Depending on our unique and individual God-given gifts, it’s our duty in our lifetime to nurture them, to support them with great discipline, effort, and diligence. If you happen to be musically talented, don’t just throw it away. I would love to see you up on stage with the band one day, and maybe that will be a launching pad for you to become a phenomenal musician. Or if there are any young ladies in the audience who feel compelled to come to the pulpit, I’d gladly make room for you any day. Maybe you will become a great woman leader like Mother Theresa or Catherine Booth, the founder of the Salvation Army. Or like Harriet Tubman, the great Moses of the American African slaves. Or maybe a young boy here, like my father, will grow up to want to serve the world and make it a better place for everybody.
We’re given a wonderful thing called life, and we have only one lifetime to live it. How wonderful if we can live it not just to make ourselves famous but to raise everyone up around us so that everybody can be great.
One of the things I like to think about from time to time is this great quote by Aldous Huxley, a famous English writer. A lot of people asked him the very question “What do you think is the most effective technique to transform oneself?” He sheepishly smiled and said, “Try being just a little bit kinder.”

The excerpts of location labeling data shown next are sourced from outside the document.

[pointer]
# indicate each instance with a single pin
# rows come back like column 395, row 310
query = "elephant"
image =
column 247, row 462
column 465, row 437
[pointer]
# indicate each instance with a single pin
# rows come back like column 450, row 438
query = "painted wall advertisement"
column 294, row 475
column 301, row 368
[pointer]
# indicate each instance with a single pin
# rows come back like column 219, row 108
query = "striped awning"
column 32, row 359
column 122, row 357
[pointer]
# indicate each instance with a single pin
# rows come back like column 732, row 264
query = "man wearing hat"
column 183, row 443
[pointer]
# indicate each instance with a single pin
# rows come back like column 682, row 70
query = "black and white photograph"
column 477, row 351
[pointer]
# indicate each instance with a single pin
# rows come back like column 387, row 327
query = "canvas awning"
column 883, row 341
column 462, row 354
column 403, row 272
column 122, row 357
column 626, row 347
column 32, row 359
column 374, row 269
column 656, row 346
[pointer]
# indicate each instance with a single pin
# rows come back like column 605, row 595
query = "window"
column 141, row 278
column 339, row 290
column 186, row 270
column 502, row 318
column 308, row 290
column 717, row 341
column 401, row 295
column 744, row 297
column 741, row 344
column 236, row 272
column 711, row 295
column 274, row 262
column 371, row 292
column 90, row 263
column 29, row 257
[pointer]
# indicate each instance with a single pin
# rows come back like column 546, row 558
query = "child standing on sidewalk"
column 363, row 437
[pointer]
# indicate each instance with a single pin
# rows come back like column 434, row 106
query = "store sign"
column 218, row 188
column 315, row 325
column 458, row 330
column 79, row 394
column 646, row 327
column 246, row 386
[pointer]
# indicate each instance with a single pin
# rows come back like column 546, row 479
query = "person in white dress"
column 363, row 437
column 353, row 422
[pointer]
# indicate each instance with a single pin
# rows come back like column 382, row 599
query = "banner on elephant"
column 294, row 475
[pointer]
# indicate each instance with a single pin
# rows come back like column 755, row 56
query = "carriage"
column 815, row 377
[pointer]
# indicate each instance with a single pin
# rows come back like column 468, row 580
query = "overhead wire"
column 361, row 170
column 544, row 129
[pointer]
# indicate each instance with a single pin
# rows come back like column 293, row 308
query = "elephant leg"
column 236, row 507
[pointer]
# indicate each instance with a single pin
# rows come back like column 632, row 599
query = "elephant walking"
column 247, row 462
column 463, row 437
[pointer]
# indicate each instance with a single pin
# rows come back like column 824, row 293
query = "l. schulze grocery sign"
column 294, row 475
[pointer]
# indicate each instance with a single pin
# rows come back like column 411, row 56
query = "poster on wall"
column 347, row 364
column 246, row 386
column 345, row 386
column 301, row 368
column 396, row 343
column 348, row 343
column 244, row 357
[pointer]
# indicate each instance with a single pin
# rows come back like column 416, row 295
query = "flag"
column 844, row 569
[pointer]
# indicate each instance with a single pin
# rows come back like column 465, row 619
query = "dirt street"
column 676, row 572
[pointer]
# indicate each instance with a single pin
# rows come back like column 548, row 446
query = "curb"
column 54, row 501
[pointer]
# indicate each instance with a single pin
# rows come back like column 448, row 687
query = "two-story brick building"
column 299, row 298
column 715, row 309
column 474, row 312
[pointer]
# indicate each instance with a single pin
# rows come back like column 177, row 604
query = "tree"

It’s the little kindnesses, like that e-mail I received, that just melt my heart and make me feel all warm and fuzzy. It’s the simple greetings that we can give to each other as dignified sons and daughters of God. It’s the wonderful attitude of service that we can show our parents, who take the brunt for the not-such-good parts of us when we’re growing up. Just say “thank you” every once in a while.
It’s the little things like perhaps writing a little note when you pack the lunch boxes for your children before you send them off to school, just to remind them how much you love them and how much you miss them. But better than that, even though I’m a mother myself, I like nothing more than to receive a great big bear hug from my father and mother. It’s that simple touch that says so much. If we can become more loving, more compassionate, more caring, then we can initiate this wonderful revolution of love that my father has been talking about.
I hope that you can have a wonderful Sunday and truly “rub” [love] members of your family, give them a nice bear hug, and let them know that you really love them, care for them, and appreciate them.
Have a wonderful week, and God bless you.